This invites “questions as to the extent that north-eastern Syria won’t become another far more active and far more deadly frontline in the Syrian conflict,” Heras said.

A further risk to the stability of Turkey’s “safe zone” is Syrian President Bashar Assad, who is keen to be seen as delivering on his repeated commitments to reclaim “every inch” of Syria.

“Assad can and likely will replicate his strategy of steadily eroding Turkey’s position by allowing insurgent attacks on Turkey’s safe zone and by launching limited attacks to take territory over time, then de-escalating with (Russia acting as broker) once tensions get too high,” said Ryan Bohl, a Middle East and North Africa analyst from consultancy Stratfor.

For the refugees, many of whom fled to Turkey to escape Assad’s rule, the situation remains precarious. “In the long run, the refugees do face regime attacks in some form or another and the potential they will end up back under Syrian control eventually,” Bohl said.

With their options limited, the refugees, many of whom include families, have little room for manoeuvre. Unwanted in Turkey, where they are subject to discrimination and violence, they have little leverage against Ankara’s edicts.

However, Heras said, for those looking to continue to evade Damascus, there may be some hope.

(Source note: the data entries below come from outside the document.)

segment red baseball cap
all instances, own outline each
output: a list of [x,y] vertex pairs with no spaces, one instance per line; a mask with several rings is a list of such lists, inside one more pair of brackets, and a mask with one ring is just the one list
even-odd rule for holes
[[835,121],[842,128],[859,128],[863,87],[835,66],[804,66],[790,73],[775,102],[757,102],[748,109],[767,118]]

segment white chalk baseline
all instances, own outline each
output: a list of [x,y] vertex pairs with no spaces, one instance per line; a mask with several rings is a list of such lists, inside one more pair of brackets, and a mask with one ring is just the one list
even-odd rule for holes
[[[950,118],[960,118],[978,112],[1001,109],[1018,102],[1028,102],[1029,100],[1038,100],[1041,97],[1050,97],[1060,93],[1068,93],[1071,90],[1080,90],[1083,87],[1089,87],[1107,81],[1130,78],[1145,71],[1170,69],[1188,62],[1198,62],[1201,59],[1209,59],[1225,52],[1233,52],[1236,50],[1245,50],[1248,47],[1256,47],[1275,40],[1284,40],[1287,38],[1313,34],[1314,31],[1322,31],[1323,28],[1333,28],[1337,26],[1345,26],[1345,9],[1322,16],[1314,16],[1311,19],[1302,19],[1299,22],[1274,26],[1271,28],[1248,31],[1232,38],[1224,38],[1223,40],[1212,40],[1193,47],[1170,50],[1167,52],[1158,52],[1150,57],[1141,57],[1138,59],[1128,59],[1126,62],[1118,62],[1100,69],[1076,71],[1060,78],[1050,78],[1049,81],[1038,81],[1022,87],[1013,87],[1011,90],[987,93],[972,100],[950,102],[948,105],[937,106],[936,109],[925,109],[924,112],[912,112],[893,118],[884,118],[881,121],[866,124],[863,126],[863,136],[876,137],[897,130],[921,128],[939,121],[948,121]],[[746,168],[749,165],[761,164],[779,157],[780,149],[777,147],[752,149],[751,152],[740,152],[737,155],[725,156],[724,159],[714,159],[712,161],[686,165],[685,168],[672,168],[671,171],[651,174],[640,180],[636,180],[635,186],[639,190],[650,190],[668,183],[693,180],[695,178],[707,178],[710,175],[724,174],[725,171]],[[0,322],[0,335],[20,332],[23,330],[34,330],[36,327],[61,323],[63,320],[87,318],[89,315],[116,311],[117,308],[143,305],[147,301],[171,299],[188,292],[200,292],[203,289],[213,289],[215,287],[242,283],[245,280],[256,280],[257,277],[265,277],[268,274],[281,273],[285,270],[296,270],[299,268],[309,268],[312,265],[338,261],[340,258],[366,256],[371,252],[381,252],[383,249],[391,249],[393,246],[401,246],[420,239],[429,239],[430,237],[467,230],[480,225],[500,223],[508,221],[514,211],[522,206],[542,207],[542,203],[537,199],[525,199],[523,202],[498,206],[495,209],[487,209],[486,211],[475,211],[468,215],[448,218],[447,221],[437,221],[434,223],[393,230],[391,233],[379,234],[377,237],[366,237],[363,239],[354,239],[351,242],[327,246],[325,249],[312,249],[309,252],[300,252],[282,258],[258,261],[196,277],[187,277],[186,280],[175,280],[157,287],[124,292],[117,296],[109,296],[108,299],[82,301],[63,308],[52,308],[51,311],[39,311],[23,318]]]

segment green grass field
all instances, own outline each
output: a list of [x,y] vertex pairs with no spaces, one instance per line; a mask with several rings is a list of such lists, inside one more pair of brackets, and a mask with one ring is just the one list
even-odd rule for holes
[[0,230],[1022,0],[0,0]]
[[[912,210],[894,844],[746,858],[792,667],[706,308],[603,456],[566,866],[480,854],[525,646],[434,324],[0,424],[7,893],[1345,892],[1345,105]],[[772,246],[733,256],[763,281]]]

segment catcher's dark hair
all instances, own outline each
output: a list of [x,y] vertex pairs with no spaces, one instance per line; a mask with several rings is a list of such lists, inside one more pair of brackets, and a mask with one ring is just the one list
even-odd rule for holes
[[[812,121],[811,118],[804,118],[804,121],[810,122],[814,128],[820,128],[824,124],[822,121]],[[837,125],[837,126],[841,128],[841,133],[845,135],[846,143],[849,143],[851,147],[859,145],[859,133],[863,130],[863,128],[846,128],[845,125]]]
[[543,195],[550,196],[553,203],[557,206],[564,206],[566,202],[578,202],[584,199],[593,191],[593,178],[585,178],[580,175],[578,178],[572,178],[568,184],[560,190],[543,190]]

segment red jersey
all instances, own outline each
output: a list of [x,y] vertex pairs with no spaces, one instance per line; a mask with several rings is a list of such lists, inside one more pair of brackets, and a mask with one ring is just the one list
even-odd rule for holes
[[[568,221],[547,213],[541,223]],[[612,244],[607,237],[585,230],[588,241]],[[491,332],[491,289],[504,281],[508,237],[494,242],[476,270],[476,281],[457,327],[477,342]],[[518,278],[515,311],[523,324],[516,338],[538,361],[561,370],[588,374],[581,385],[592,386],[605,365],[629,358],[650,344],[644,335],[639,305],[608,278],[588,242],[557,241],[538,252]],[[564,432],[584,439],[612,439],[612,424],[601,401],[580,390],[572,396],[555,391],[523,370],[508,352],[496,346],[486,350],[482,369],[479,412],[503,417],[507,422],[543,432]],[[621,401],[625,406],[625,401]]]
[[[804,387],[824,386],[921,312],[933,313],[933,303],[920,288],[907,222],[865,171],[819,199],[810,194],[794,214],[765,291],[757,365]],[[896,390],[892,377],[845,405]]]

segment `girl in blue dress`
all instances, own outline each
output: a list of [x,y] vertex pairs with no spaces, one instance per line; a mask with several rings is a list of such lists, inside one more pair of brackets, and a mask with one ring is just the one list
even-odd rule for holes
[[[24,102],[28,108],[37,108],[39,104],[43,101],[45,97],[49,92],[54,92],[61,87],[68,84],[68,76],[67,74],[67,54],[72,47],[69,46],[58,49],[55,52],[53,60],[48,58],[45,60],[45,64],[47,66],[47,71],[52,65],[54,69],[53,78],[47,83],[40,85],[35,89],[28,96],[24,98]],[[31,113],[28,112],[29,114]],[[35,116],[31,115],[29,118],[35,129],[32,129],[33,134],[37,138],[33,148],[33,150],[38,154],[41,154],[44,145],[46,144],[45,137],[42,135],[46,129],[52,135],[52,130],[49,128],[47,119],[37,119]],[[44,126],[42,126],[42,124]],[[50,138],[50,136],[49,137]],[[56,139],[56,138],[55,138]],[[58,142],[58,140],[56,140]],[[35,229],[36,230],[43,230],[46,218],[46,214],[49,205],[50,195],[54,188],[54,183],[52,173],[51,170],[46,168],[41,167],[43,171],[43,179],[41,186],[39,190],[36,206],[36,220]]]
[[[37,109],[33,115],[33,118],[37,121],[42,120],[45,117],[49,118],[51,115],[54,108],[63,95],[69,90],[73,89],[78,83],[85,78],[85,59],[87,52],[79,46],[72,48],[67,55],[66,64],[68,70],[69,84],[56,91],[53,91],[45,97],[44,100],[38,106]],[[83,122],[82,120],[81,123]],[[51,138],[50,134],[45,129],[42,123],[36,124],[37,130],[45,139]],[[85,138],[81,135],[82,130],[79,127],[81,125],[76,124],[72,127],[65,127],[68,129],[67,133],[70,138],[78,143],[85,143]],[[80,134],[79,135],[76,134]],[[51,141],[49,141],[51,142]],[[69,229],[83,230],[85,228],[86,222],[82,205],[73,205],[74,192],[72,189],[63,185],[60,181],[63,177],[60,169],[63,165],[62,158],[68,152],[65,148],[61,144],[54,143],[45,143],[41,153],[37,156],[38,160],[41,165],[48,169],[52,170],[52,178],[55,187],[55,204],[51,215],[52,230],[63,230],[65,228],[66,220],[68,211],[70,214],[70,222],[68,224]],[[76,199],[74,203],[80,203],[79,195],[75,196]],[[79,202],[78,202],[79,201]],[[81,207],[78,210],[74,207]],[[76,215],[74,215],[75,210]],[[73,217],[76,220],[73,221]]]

“The fact of the matter is that the only really secure place for an internally displaced Syrian in north-eastern Syria, (if they want) to keep themselves away from the clutches of the regime, is to go into the Kurdistan region of Iraq,” Heras said. “The Kurdistan region of Iraq is, generally speaking, a neutral zone where the Iranian influence is present but not overwhelming and Assad doesn’t have much influence there.”